How sad those words proved true so quickly.

Mimizing crisis is dangerous business

Wednesday, July 1st, 2009

image_8599911You probably heard that a parking garage collapsed in Atlanta this week. Soon afterward, a spokeswoman for Hardin Construction, the company that built the structure, emailed a statement that included these two sentences:

“To put this in perspective there are 1,415 spaces in this deck,” said Barkley Russell. “One section was involved, and it is estimated that approximately 35 spaces were affected.”

Luckily, no one was hurt in the collapse, but at the time Russell released this statement, police planned to make another sweep of the property. What if someone had been found dead? The statement from Hardin would have looked very cold-hearted.

Even without death or injury, trying to minimize a crisis insults the people who have been or could have been affected—like those whose cars were crushed in the collapse, or families who worried about someone they thought could be injured.

Minimizing what happened may make the company feel better about the situation, but it’s likely to come back and bite you.

Stupid quote of the week (year?)

Tuesday, June 30th, 2009

A linebacker from the University of Texas, Sergio Kindle, crashed his car into an apartment building in Austin. His attorney, Brian Roark, admitted Kindle lost control while sending or receiving a text message.

“It was probably something he should not have been doing,” Roark said.

Gee, ya think so? Hope Roark is better in the court room than he is with the media.

Practice doesn’t necessarily make perfect

Wednesday, June 17th, 2009

We’ve all heard the old saw “practice makes perfect.” What it really should say is “the right kind of practice makes perfect (or at least pretty good).”

When talking about presentations or media interviews, the right kind of practice means saying the words out loud, not just in your head. If you’re getting ready for a media interview, pose yourself possible questions from the reporter, then answer them out loud.

The idea is not to memorize what you’re going to say, but hearing yourself say the words out loud helps you critique them and ultimately “own” them. Ideally, you could even tape yourself on a audio recorder or camera.

It’s the same with presentations. Some people talk into a mirror. That doesn’t work for me—it’s too distracting (Hmmm…my eyebrow sure looks weird when I talk). But at least stand up and deliver your presentation out loud, ideally with the slides you’ll be using, if any.
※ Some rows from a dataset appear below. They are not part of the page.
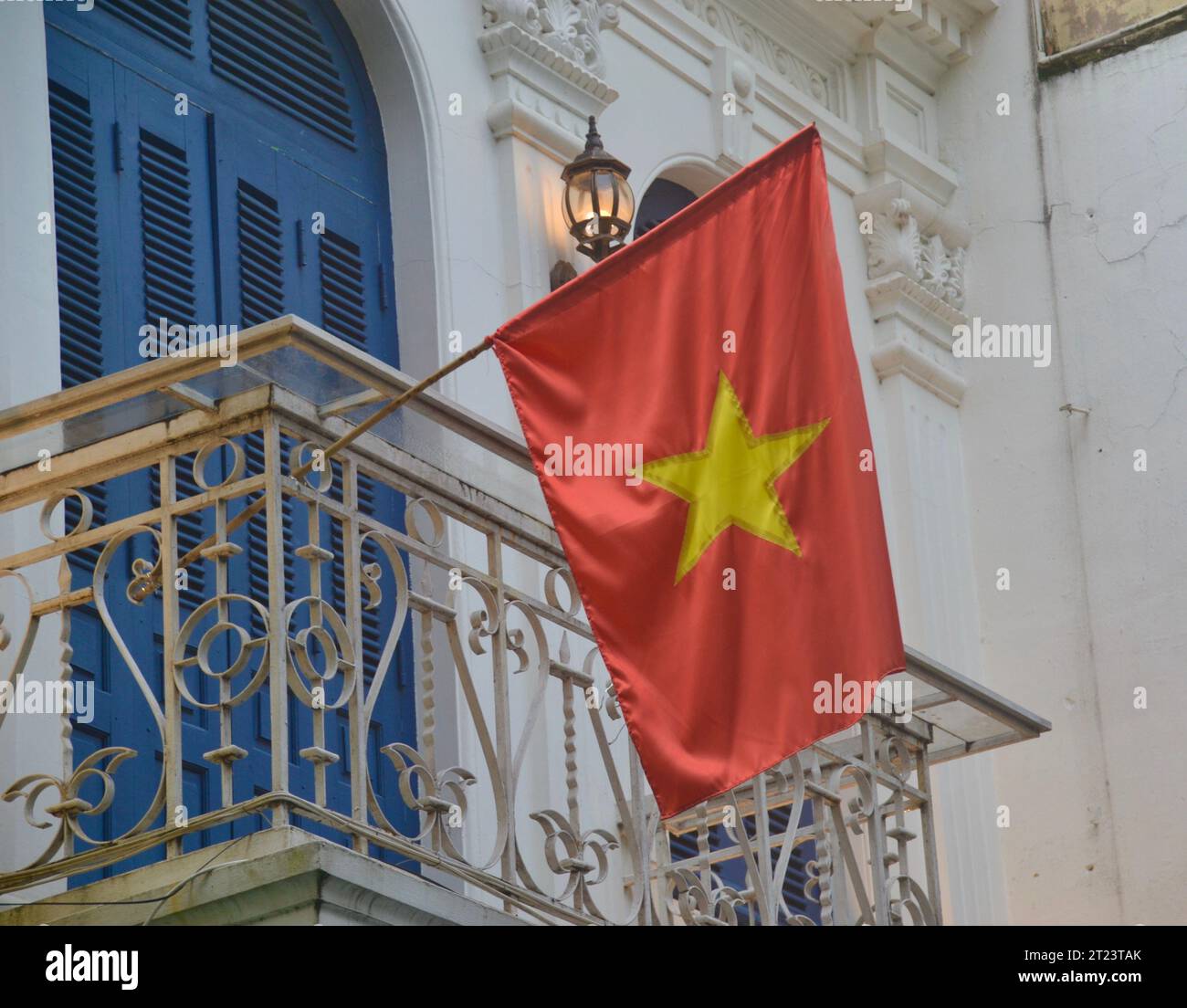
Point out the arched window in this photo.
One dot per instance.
(661, 200)
(216, 162)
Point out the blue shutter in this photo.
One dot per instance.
(79, 269)
(167, 22)
(273, 51)
(206, 218)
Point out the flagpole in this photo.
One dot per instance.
(149, 585)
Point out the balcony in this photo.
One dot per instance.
(383, 678)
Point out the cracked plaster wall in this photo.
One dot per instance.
(1097, 552)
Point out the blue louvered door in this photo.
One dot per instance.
(209, 217)
(313, 247)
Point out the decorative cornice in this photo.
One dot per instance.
(909, 234)
(570, 27)
(915, 336)
(511, 37)
(760, 46)
(541, 95)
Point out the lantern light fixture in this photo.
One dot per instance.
(598, 205)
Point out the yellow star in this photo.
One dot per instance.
(731, 482)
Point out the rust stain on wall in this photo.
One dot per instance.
(1069, 23)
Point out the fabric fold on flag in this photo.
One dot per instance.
(695, 414)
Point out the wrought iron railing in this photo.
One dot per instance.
(517, 782)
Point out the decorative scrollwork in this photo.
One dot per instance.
(699, 908)
(565, 849)
(329, 632)
(248, 646)
(442, 795)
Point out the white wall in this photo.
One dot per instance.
(28, 367)
(1096, 551)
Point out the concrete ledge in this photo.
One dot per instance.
(274, 877)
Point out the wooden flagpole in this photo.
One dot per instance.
(150, 584)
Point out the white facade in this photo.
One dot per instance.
(978, 467)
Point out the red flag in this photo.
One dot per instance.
(740, 564)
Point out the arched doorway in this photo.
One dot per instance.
(215, 163)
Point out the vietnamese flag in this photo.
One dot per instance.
(746, 562)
Again the idea isn’t to memorize your speech. It’s to let yourself actually hear how the words will sound when strung together so you can make adjustments if necessary.
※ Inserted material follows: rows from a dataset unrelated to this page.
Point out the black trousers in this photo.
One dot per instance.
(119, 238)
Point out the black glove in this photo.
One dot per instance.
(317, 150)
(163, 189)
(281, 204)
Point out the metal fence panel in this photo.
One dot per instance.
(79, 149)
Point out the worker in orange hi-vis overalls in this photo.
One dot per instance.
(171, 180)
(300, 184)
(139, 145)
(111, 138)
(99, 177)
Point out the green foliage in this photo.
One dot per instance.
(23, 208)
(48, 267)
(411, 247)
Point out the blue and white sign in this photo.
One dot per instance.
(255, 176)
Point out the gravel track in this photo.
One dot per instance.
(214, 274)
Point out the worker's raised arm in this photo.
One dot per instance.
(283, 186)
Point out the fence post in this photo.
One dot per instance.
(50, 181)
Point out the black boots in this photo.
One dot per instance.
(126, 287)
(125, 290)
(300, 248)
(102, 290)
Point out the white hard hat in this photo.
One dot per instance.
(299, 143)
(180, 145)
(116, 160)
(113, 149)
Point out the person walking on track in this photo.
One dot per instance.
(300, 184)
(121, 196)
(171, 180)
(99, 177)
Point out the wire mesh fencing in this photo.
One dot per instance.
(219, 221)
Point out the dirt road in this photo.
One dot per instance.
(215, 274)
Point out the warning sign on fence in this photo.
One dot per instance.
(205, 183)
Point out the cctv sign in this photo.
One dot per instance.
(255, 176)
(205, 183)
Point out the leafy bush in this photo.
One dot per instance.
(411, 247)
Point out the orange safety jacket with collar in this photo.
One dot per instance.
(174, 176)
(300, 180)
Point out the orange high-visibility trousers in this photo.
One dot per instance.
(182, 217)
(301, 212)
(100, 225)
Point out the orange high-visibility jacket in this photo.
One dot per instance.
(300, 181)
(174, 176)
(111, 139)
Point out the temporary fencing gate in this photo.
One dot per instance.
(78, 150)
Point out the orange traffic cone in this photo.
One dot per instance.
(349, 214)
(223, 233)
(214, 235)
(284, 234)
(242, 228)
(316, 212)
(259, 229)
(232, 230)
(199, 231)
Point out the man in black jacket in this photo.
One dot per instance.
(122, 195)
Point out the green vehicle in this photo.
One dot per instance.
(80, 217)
They May Be Dying, But They Still Buy Ink By the Barrel

Tuesday, May 5th, 2009

Next to “We never let facts get in the way of a good story,” my favorite saying about the news business is “Never get into an argument with someone who buys ink by the barrel.” It’s been attributed to Mark Twain, though I can’t confirm it.

No matter who said it first, we know the adage has been around for a long time and has been proven true time and again. So why did a hospital in northern New Jersey think it could escape the fate of so many others?

The Hackensack University Medical Center was upset that a newspaper called The Record was going to write an unflattering story about some of the hospital’s board members. So — you guessed it — an administrator called and threatened to cancel all advertising on the newspaper’s website and in print.

The story ran anyway.

Then the hospital went a step further and said the newspaper couldn’t be sold in its gift shops or anywhere on campus. And, you guessed it again, The Record wrote a story about the hospital’s reaction.

The incident ended as you might expect. The hospital apologized.

And to make the Hackensack University Medical Center look even worse, the story was written up in the New York Times. This is what’s called learning a lesson the hard way.